Her first scan of the room came up empty. The man next to her, a biker standing alone at the bar, gave her a nudge with this elbow. His beard was gray and long, trembling and nebulous, like the stuffing a dog might tear from a plush toy.
“How ’bout a drink?”
“I’m meeting a friend,” Julianna said.
“We can be friends.”
She scanned the room again, losing hope. And then Julianna saw her, the hard-looking redhead, hitching her big turquoise purse onto her shoulder as she emerged from the ladies’ room.
Julianna ignored the biker and followed the redhead to a booth in the back. The redhead slid in across from her drunk friend, who seemed even drunker tonight than before. She swayed back and forth to the song pounding from the speakers, so far out of rhythm she was almost about to be back in rhythm.
“Well, well,” the redhead said when she saw Julianna. “Look who it is.”
She patted the seat next to her.
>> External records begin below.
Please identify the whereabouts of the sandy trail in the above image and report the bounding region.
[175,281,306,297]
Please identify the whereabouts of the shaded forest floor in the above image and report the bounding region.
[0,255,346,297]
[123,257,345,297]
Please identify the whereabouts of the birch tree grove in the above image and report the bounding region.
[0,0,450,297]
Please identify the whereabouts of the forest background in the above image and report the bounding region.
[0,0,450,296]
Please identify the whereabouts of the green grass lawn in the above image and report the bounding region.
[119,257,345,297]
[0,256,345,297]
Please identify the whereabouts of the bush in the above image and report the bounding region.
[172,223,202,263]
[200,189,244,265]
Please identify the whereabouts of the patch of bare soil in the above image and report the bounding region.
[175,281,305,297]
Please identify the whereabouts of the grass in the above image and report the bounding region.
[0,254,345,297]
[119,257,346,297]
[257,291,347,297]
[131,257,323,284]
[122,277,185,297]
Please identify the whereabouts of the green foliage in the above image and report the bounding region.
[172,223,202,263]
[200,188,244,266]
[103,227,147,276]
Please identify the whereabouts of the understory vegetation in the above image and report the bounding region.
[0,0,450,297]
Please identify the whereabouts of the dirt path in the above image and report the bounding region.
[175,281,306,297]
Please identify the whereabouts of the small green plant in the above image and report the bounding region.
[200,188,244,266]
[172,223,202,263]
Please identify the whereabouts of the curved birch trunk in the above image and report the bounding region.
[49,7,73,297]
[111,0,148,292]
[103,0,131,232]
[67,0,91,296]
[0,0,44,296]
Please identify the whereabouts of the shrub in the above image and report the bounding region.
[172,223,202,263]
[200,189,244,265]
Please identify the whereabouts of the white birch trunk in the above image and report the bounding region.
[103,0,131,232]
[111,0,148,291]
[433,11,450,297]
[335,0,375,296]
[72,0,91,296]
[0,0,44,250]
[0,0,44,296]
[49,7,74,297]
Julianna sat down.
“I need a favor,” Julianna said.
“You find that man you was looking for?”
Julianna leaned close. She lowered her voice. “I’ll give you three hundred dollars to borrow your gun.”
The redhead lifted her drink, mahogany liquor on the rocks, and took a dainty sip. “You don’t have to whisper. Does she, Carla May?”
The friend swayed to the music, her eyes half closed. “Huh,” she said.
“Three hundred dollars,” Julianna said. “Just for a couple of hours.”
The redhead turned to study Julianna. “You think I’m crazy?”
“It’s just for protection. Just in case.”
“Don’t answer that.” She laughed, turned away, took another dainty sip.
“I did find him,” Julianna said. “The man I was looking for. But he’s not who I thought he was. He might not be who I thought he was.”
“Come on with us over to the Land Run. We’ll find us a couple of college boys and dance all night.”
“No. How much?”
“What if you go off and shoot somebody? And they find out I gave you my gun?”